When I write a test that is too big, I first try to learn the lesson. Why was it too big? What could I have done differently that would have made it smaller? ... I delete the offending test and start over.
Delete and start over is a power move, and will later lead to the exploration of Test Commit/Revert.
This reminds me of Mikado method: that we might want to systematically reset and explore smaller goals until we get to an improvement we actually can make now, and then work our way back up the graph until the code is ready for the big test.
I think you have to be fairly far along in the design to start running into this sort of thing; when the design is shallow, you can usually just drop in a guard clause and early return, which gets the test passing, and now it is "just" a matter of integrating this new logic into the rest of the design. But when the current output is the result of information crossing many barriers, getting the guard clause to work can require rework across several boundaries.
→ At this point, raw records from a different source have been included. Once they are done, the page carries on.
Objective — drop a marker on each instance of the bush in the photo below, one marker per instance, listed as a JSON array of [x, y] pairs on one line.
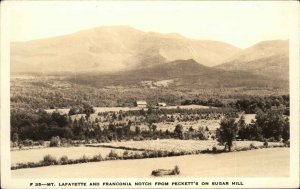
[[214, 149], [27, 142], [266, 144], [63, 160], [113, 155], [55, 141], [83, 159], [49, 160], [287, 143], [97, 158], [176, 170]]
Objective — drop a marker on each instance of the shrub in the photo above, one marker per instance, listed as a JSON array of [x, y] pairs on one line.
[[97, 158], [125, 153], [55, 141], [176, 170], [287, 143], [113, 155], [266, 144], [63, 160], [49, 160], [83, 159], [27, 142], [214, 149]]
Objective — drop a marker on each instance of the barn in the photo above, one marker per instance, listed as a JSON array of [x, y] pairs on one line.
[[141, 104]]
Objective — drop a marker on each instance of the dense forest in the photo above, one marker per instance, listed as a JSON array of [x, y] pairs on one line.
[[30, 96]]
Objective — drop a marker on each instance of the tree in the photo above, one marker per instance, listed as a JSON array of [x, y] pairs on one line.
[[137, 130], [88, 110], [273, 124], [178, 131], [227, 132]]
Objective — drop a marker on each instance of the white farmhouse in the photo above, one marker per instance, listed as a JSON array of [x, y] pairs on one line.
[[141, 104]]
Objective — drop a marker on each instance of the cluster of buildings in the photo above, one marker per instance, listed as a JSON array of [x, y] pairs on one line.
[[143, 104]]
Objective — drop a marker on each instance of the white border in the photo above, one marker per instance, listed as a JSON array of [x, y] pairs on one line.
[[290, 182]]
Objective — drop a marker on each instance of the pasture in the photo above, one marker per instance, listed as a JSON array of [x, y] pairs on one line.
[[35, 155], [271, 162], [179, 145]]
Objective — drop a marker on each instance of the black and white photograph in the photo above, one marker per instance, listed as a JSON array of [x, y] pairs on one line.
[[149, 94]]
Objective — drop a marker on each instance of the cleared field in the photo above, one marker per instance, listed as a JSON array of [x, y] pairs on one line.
[[35, 155], [212, 125], [117, 109], [272, 162], [178, 145]]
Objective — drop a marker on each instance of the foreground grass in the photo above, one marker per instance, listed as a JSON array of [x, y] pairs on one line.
[[267, 162], [158, 149]]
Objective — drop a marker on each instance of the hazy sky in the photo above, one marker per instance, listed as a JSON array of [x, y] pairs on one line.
[[239, 23]]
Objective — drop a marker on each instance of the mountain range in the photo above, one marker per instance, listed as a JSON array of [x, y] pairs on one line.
[[111, 49], [121, 54]]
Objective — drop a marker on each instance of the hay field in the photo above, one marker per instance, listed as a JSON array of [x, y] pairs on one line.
[[178, 145], [271, 162], [35, 155]]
How do you test an object that relies on an expensive of complicated resource?
Oh dear.
OK, context: Beck is writing prior to the development of the pattern language of Test Doubles by Gerard Meszaros. He's re-purposing the label introduced in the Endo-Testing paper, but it's not actually all that great a fit. It would be better to talk about test stubs (Binder, 1999), or doubles if you wanted to be understood by a modern audience.
Anyway, we get a couple different examples of stubs/doubles that you might find useful.
Leaving a test RED to resume at the next session is a pretty good trick; but I think you'll do better to treat the test as a suggestion, rather than a commitment, to resume work at a particular place - the most important item to work next might change between sessions, and the failing test will be a minor obstacle if you decide that refactoring is worthwhile.